Sprint retrospective is too long, what to do?

We are pretty sure most of you have faced the problem of long (well, actually, too long) sprint retrospectives at least once.

How long should a sprint retrospective be?

Usually, retrospective is a 60-mins meeting with the team. Do you know that feeling when 60 mins have already passed and you are still discussing why this or that happened in the previous sprint with no intention to stop and try to work out the actions to avoid this in future?

We’ve been there too, believe us!

And we thought of composing a list of red flags to pay attention to and things you could try to improve the situation.

But before we proceed, for those who are new to the “scrum retrospective” term - let us have a brief definition.

According to the Scrum Guide: “Sprint retrospective is an opportunity for the Scrum Team to inspect itself and create a plan for improvements to be enacted during the next Sprint”. In simple terms, retrospective is a meeting

  • to go through the strong and weak points the team faced within this previous iteration,
  • figure out the causes of negative ones,
  • prioritise the most urgent issues for the team right now,
  • and work out action points to improve the process in the next iteration.

Red flags of “too long retrospectives” to pay attention to:

  1. Usually, retrospective is a 60-mins meeting with the team (although according to the Scrum Guide: “It is at most a three-hour meeting for one-month Sprints). Each team has its own perfect timing for their retros, but 60 min - is a good point to attach to. If your retro is much longer - it might get ineffective.
  2. The team gets bored and exhausted (even if you stick to the time box - that is usually a sign of lost focus);
  3. You don’t get to the point when time is up and you have to end the meeting.

Well, if any of these flags seem to be familiar - think about the ways to improve timing and as the result the effectiveness of your retro!

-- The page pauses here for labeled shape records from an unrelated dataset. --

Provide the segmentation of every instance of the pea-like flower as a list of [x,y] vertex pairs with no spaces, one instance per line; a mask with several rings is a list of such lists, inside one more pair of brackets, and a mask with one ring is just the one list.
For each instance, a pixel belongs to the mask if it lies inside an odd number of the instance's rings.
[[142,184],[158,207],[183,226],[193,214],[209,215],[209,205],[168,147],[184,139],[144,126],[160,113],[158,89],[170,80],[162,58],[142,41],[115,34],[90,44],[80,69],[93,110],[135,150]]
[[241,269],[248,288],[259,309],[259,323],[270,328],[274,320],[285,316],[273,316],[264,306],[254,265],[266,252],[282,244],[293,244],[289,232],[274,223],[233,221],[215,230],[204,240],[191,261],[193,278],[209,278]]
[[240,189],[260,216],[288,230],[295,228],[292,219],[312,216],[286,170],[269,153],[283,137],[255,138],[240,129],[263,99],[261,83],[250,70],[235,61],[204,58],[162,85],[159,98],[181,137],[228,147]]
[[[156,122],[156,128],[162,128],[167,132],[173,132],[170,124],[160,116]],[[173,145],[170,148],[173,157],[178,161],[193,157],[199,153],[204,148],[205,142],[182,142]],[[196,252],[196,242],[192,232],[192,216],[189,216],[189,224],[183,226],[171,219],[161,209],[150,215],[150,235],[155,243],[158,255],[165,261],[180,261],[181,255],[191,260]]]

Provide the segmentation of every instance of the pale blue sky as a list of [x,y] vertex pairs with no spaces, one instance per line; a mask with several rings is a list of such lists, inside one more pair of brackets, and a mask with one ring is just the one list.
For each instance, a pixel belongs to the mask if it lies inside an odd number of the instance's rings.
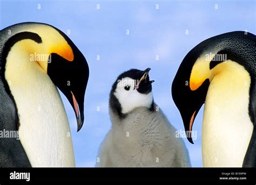
[[[171,94],[185,56],[205,39],[235,30],[255,34],[252,1],[10,1],[0,0],[0,29],[24,22],[51,24],[65,33],[87,59],[90,78],[85,122],[77,133],[75,113],[62,95],[72,131],[76,165],[93,167],[99,145],[111,128],[109,94],[122,72],[151,68],[154,99],[177,129],[184,130]],[[38,4],[41,9],[38,9]],[[156,4],[159,4],[159,9]],[[97,9],[97,4],[100,9]],[[218,9],[215,9],[218,4]],[[126,35],[129,30],[130,35]],[[188,34],[185,35],[186,30]],[[97,56],[100,60],[97,60]],[[156,56],[159,60],[156,60]],[[99,106],[100,111],[97,111]],[[203,108],[203,107],[202,107]],[[184,141],[193,167],[201,167],[202,111],[195,120],[194,145]]]

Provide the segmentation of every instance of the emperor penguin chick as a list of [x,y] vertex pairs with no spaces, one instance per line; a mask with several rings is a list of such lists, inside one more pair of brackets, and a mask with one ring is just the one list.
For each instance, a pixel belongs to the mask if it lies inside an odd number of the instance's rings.
[[183,140],[154,102],[149,72],[121,74],[110,94],[112,128],[102,142],[97,167],[190,167]]

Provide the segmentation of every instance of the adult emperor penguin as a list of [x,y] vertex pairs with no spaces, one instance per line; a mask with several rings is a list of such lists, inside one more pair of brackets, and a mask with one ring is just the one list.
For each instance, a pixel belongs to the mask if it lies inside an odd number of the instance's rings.
[[56,86],[71,104],[79,131],[89,78],[86,60],[58,29],[23,23],[0,31],[1,167],[74,167],[69,122]]
[[130,70],[113,84],[112,129],[102,143],[97,167],[190,166],[183,140],[154,102],[150,70]]
[[255,44],[255,35],[242,31],[207,39],[187,53],[174,79],[186,131],[205,103],[205,167],[256,167]]

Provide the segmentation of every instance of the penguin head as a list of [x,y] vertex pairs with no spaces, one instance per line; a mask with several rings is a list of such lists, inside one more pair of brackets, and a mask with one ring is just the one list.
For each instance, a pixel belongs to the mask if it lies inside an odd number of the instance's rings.
[[[8,30],[12,33],[4,43],[2,60],[5,61],[2,64],[9,67],[8,60],[11,56],[17,62],[22,56],[27,62],[36,64],[68,98],[75,112],[79,131],[84,122],[84,99],[89,78],[88,65],[82,52],[65,33],[50,25],[23,23],[1,32]],[[14,80],[15,75],[14,72],[2,78]],[[6,88],[10,91],[8,87]]]
[[152,108],[153,104],[152,85],[149,72],[131,69],[117,78],[110,95],[110,108],[122,118],[139,107]]
[[[192,49],[182,61],[172,83],[172,95],[186,131],[192,132],[196,117],[205,102],[209,85],[218,74],[244,68],[240,71],[241,74],[243,71],[250,73],[251,83],[255,83],[255,72],[251,66],[255,60],[252,53],[255,51],[255,37],[247,33],[235,31],[208,38]],[[252,92],[252,88],[251,91],[252,100],[255,93]],[[248,107],[252,115],[253,106],[250,105]],[[253,122],[252,119],[252,121]],[[193,143],[191,138],[187,139]]]

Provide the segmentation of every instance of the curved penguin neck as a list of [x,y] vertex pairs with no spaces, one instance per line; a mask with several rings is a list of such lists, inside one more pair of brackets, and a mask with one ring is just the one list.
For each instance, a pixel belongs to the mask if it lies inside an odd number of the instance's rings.
[[69,124],[58,91],[37,62],[21,49],[31,42],[14,45],[5,65],[5,79],[19,118],[21,142],[32,167],[74,167]]
[[204,166],[242,167],[253,129],[250,74],[230,60],[216,66],[212,74],[202,130]]

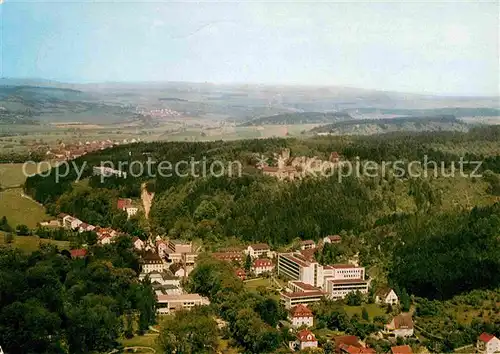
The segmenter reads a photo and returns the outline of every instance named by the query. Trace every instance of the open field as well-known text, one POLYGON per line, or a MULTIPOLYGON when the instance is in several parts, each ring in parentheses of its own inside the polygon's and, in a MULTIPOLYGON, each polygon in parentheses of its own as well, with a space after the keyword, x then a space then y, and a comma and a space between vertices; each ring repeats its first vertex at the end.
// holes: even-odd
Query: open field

Here are some ideas that worked for us:

  1. Plan the meeting structure with timings and share it with the team at the beginning of the meeting;
  2. Use timer for all parts of the retrospective - so that you as well as the team members could track it;
  3. Prioritisation is everything -> don’t try to discuss and work on all the issues, usually it is impossible, it is better to vote and focus on the most urgent one(s);
  4. For big teams the meeting might get really long if everyone shares their thoughts and ideas - it would be great to work in small groups (2-3 people) and present shared points from each; voting is of great use here as well - both in small teams and after to identify the most significant issues.
  5. Try to use different exercises and retrospective templates -> thus making it interesting for the team; and also having a specific exercise structure and timeframe in mind - it will be easier to stick to the discussion points within the meeting.
  6. Don’t underestimate the profit of using online tools for retrospectives, especially now, when most of us work remotely. After trying several tools for remote retrospectives, we opted for Timbo as it’s the best possible way to maintain constant engagement of the retro participants, as well as the dynamism and effectiveness of the meeting.

Hopefully this information will help you tidy up the length of your sprint retrospectives.